Toronto Blue Jays
- Shortstop
- Born: August 8, 2006 (age 19) Hattiesburg, Mississippi, U.S.
- Bats: LeftThrows: Right
- Stats at Baseball Reference

= JoJo Parker =

American baseball player (born 2006)

Joseph Paul Parker Jr. (born August 8, 2006) is an American professional baseball shortstop in the Toronto Blue Jays organization. He was drafted 8th overall by the Blue Jays in the 2025 MLB draft. He is the 43rd ranked prospect in baseball, and the Blue Jays 1st ranked prospect per Major League Baseball's 2026 prospect rankings.

==Amateur career==
Parker attended Purvis High School in Purvis, Mississippi, where he played baseball with his twin brother Jacob. He played shortstop, as well as pitcher. As a sophomore in 2023, he hit a sacrifice fly in the bottom of the 10th inning of the MHSAA 4A title game. As a junior in 2024, he hit .464 with seven home runs, 28 runs batted in (RBI) and 28 stolen bases and also had 66 strikeouts as a pitcher. As a senior in 2025, Parker shared the Class 4A's Mr. Baseball Award with his brother Jacob.

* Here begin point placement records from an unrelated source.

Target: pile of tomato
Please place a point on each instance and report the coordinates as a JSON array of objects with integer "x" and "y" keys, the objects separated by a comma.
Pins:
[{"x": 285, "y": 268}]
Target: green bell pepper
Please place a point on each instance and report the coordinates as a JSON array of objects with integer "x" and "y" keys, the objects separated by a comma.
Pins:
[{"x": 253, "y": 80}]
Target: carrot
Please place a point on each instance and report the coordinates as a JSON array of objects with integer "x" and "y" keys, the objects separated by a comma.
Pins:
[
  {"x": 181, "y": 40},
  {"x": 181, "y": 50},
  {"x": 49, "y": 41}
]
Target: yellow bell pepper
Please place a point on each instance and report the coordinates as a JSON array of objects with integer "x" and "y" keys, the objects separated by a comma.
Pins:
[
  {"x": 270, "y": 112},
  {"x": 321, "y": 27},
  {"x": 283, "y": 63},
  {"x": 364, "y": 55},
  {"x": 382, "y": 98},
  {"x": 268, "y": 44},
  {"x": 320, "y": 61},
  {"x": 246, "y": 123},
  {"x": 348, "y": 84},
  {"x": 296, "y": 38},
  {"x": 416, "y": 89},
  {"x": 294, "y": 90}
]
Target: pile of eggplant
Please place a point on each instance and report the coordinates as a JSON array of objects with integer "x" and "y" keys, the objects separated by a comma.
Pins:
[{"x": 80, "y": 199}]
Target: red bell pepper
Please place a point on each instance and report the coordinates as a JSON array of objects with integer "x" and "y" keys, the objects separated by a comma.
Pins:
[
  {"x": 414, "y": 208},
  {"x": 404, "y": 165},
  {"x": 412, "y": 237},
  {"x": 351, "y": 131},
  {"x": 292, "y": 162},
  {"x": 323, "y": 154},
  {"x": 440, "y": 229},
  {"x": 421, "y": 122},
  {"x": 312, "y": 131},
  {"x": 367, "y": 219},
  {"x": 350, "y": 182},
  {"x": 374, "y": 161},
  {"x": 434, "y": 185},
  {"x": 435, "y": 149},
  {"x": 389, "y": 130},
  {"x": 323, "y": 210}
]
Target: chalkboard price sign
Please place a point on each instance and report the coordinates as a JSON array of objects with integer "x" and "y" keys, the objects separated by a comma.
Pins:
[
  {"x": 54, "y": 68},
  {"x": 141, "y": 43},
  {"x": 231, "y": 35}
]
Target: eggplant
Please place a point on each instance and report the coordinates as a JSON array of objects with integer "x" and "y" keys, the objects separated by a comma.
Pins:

Joseph "JoJo" Parker was ranked the 8th best player in the country by Perfect Game Baseball, while also being the number one player in Mississippi. Parker was a top prospect for the 2025 Major League Baseball draft. He is committed to play college baseball at Mississippi State University.

==Professional career==
Parker was drafted by the Toronto Blue Jays with the eighth overall selection of the 2025 Major League Baseball draft. He signed with the Blue Jays for a $6.2 million signing bonus on July 18, 2025.

==Personal life==
His twin brother, Jacob, plays college baseball for the Mississippi State Bulldogs.